王都小話 「イリムの誕生日」
冬の寒さも一段落し、日に日に暖かくなってきた。
まえの世界でいう3月ごろ。
そう……明後日は俺がこの世界に来た日であり、明日はイリムの誕生日だ。
「……と、いうわけでみんなにも協力願いたい」
「えーと、ドッキリ?」とJK。
「そうなるね」
「……趣味わりーなまれびとの世界は……ふつうに祝えばいいじゃん……」
「えーと、日本だとやる人は少ないわよ。
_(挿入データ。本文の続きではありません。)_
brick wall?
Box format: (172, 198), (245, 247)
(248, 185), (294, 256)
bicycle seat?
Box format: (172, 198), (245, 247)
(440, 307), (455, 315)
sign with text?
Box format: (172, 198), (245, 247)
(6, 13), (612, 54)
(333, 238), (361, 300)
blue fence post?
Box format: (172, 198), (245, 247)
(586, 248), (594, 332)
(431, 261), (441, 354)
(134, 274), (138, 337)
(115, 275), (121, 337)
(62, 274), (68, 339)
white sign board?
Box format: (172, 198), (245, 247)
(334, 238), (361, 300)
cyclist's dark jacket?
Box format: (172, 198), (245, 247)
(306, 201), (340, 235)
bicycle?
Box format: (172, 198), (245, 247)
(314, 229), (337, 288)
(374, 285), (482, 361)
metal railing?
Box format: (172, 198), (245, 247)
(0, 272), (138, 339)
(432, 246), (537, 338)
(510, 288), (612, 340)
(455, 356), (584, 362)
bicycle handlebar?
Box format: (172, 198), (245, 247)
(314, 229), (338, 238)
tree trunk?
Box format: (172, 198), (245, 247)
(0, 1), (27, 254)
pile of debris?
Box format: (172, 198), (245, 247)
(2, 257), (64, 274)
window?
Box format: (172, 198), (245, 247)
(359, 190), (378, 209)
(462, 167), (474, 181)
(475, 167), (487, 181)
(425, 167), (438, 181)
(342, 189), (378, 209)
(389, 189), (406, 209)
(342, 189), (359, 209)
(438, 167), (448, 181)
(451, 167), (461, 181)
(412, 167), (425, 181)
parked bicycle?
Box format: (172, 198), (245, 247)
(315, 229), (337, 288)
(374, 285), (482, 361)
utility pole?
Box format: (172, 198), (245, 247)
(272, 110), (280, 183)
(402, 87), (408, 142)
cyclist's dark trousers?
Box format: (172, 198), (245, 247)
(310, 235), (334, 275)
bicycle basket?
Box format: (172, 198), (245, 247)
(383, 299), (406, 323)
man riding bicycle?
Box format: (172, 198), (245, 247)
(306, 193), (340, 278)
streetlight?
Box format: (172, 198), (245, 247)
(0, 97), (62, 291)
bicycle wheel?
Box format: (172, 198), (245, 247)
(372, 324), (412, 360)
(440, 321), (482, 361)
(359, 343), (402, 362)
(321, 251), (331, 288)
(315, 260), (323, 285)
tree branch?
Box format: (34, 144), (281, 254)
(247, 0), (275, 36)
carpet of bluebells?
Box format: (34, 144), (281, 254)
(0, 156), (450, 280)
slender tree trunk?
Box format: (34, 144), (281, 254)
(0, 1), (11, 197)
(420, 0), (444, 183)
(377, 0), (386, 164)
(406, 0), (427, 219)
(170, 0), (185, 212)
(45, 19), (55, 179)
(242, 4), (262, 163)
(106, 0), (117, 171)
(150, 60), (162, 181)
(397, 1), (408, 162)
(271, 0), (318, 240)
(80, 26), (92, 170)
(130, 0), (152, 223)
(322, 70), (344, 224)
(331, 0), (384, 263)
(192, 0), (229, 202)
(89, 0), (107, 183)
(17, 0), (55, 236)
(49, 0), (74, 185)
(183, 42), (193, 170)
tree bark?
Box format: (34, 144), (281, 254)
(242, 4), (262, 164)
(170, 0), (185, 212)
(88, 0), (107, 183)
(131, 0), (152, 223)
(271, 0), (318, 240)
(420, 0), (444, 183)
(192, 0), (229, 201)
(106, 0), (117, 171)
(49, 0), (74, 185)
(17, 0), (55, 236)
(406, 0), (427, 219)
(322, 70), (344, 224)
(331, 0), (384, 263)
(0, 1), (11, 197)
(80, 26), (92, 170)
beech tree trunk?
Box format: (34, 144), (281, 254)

このおっさんの感覚が古いだけで」
「マジか」
ドッキリは欧米式か。
でも楽しそうでいいじゃないか。
アルマはむしろ乗り気で「花火を用意しておきましょう」と。
そうだよね、イタズラとか好きそうだもんね。
ちょくちょくアルマにやられた『突然現れる』は絶対楽しんでたんだと思うし。
「誕生日かぁー」
「ザリードゥも頼むよ」
「いいけどよ。けどウチの誕生祝いとはずいぶん違うんだなぁ」
「へえ」
「俺っちの部族では、誕生日は大人と認められるための挑戦の日だったなぁ」
「ふむふむ」
「その日に戦士団の誰かを指名して、決闘で勝てれば大人の仲間入りをする。
だから誕生日まえは血気だった兄さんばかりだったぜ」
成人式も兼ねてるのか……。
バンジージャンプさせる文化とかに似てるな。
と、そういやザリードゥの故郷は……。
「師匠。そのすぐ顔にでるクセ直したほうがいいぜ」
「……いや、すまん」
「まあ、祝えるやつは祝っとこう。そうだな」
「助かるよ」
その後
しかしユーミルによると完全無視はマズイそうだ。
この世界に誕生日サプライズの文化はないらしく、本気でショックを受ける可能性があると。
「……ぼろぼろ泣かれても師匠が責任とれよー」
「あっ、それは想像するだけでキツイわ」
やはり世界が違うと文化も違うな。
気をつけねば。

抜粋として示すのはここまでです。